# Mulberries



## sully (Jun 16, 2012)

what is the best way to de stem mulberries just picked 12lbs


----------



## fivebk (Jun 17, 2012)

I have made mulberry wine from fresh berries and from steamed juice and hands down the steamed juice makes a far better wine. Don't add any water use straight juice. Keep picking berries untill you have enough juice for the size batch you want to make. To add body to my last mulberry wine I blended it with another wine that will surprise most folks. I added some oak to my first batch and IMO oak & mulberry don't go together.

BOB


----------



## sully (Jun 17, 2012)

Thanks for the tips Bob I was thinking of using oak to glad you added that one in there. what is the best way to get stems out i figured i would just mash and make must add water and skim off top. not sure if there is a better way. or was thinking to mash and then pour through strainer to extract the juice. i am also using a blackberry concentrate to add to juice. so it will be a mulberry and blackberry wine. the concentrate i have makes 5 gallons so i will use that and also add 12lbs of mulberry to make 5 gallons. can you use to much fruit????


----------



## Wade E (Jun 17, 2012)

I wouldnt use any less then 12 lbs per gallon as they dont have much flavor!


----------



## B0gus (Jun 17, 2012)

I've made mulberry from mashing and adding water, it turned out really good. You can't use too much fruit. I left the stems on but picked out the berries with the extremely tiny bugs that most mulberry trees have. I'm sure I missed some though because they're tiny! Good luck!


----------



## Minnesotamaker (Jun 18, 2012)

I'll be watching this thread. On my last batch, I collected my mullberries using the "tarp under the tree and shake method". I got lots of berries, but also got some leaves, sticks, bark etc. I ended up going through the batch by hand removing the trash and it took quite a while. I didn't use water to clean them because the berries seemed too soft and I thought I'd wash away too much juice.


----------



## saramc (Jun 20, 2012)

When I made jam from mulberries I never bothered with removing the tiny green stems. I even eat the tiny green stems. And I have no intention of removing the tiny green stems, if they are still intact, when I get to make wine. 
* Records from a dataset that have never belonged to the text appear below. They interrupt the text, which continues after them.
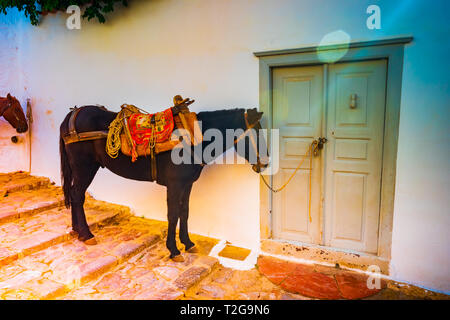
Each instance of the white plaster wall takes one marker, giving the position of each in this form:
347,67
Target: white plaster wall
13,157
203,49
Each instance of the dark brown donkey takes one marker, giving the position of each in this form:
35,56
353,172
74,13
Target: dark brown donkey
12,111
80,162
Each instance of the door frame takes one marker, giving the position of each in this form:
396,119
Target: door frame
390,49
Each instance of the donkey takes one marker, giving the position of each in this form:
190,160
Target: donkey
12,111
80,162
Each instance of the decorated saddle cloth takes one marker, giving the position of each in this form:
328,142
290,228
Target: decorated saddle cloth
140,134
151,128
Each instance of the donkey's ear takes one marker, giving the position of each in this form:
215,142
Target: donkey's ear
260,115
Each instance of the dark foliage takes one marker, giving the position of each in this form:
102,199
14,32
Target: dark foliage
35,8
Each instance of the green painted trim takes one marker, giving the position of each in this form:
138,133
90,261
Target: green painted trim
359,44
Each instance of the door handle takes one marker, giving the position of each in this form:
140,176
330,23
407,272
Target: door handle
319,142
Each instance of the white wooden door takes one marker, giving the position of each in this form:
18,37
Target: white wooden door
346,174
297,113
354,152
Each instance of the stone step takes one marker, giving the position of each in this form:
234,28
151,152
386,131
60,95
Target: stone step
62,267
28,202
152,275
25,236
18,181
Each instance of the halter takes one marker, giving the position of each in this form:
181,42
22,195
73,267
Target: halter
252,139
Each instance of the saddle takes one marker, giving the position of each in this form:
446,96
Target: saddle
136,133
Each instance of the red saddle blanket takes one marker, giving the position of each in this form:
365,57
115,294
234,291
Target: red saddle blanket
144,127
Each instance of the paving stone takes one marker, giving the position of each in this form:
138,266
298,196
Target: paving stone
190,276
275,270
354,286
233,252
111,282
167,272
313,284
212,290
44,288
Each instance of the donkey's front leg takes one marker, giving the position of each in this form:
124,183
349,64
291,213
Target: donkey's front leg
173,208
184,215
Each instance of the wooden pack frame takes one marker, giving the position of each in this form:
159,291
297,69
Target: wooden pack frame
183,120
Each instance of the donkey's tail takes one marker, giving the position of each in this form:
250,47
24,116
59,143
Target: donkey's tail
66,172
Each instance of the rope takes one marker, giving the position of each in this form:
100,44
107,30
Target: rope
113,141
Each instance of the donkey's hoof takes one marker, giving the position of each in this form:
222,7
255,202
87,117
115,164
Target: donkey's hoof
90,242
178,258
193,249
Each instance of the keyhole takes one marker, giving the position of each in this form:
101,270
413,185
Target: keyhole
353,98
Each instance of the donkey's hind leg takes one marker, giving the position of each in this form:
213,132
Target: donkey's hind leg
82,178
184,215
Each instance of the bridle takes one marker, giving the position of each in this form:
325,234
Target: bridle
249,127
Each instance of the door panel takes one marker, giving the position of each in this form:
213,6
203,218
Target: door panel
297,113
354,154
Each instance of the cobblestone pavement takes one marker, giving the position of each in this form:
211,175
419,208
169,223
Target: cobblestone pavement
40,258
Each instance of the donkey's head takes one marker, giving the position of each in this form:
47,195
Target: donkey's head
11,110
255,143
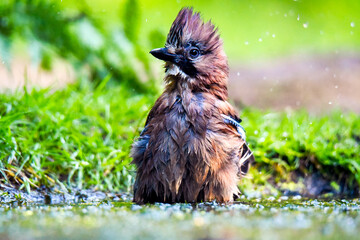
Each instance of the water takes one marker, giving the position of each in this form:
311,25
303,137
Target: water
269,218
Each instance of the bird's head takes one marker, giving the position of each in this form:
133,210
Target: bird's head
194,51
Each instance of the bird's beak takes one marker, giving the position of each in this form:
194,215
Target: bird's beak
163,54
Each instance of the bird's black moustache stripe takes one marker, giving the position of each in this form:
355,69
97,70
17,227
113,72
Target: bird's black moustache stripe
187,67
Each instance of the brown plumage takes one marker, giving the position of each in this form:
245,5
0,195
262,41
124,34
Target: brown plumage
192,148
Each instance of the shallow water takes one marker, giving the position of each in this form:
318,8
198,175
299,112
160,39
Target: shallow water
270,218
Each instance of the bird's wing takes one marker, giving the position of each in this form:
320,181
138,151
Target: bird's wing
246,155
235,122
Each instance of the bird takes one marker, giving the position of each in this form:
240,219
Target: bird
193,147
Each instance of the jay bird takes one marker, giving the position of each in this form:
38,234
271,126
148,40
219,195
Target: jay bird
193,147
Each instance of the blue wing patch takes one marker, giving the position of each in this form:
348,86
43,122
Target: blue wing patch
233,122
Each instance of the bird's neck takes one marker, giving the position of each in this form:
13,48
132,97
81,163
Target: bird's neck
185,85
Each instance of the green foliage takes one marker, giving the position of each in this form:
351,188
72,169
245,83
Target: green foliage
51,31
79,136
296,141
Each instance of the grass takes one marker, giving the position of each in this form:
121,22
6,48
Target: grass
81,136
78,137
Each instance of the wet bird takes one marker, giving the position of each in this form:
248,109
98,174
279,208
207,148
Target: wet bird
192,148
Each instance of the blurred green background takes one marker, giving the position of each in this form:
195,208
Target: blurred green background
255,29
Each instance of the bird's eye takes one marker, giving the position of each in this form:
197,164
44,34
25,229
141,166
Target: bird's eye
194,53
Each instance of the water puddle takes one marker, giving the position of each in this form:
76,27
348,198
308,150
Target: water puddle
106,218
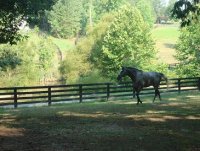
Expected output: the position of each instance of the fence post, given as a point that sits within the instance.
(15, 97)
(49, 96)
(198, 83)
(179, 85)
(80, 93)
(133, 90)
(108, 91)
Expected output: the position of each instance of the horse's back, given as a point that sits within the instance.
(151, 78)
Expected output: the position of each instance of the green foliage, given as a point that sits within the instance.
(77, 66)
(12, 12)
(188, 51)
(65, 17)
(126, 42)
(29, 61)
(9, 59)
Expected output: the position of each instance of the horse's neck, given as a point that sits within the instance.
(132, 75)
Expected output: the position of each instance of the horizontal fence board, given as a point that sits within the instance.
(80, 92)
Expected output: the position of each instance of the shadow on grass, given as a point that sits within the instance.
(114, 125)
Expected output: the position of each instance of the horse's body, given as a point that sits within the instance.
(142, 79)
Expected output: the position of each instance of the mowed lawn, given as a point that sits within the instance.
(118, 125)
(166, 37)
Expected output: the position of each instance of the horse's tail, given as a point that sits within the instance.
(166, 79)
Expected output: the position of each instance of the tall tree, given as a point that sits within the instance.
(188, 51)
(12, 12)
(187, 11)
(65, 17)
(126, 42)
I am currently freezing my berries in flat layers, then the single berries go into my everyday colander--for a quick shake, shake--and I have noticed that many of the stems actually come off. Then the berries get vacuum sealed and go back to the freezer.

Still harvesting every last berry I can, and seriously have to stop the "1 berry for Sara and 5 berries for the bucket" as I harvest.


----------



## sully (Jun 28, 2012)

what i did is mash berries made a must and then poured into paint strainer. then transferred to fine strain bag and let sit in must for 5 days until i moved to secondary seemed to work well we will see how it turns out


----------



## Wade E (Jun 28, 2012)

How many lbs did you use per gallon? This is something you really shouls always measure so you have an idea of the ta, sg, and flavor so you can adjust much eadier on the next batches!!!


----------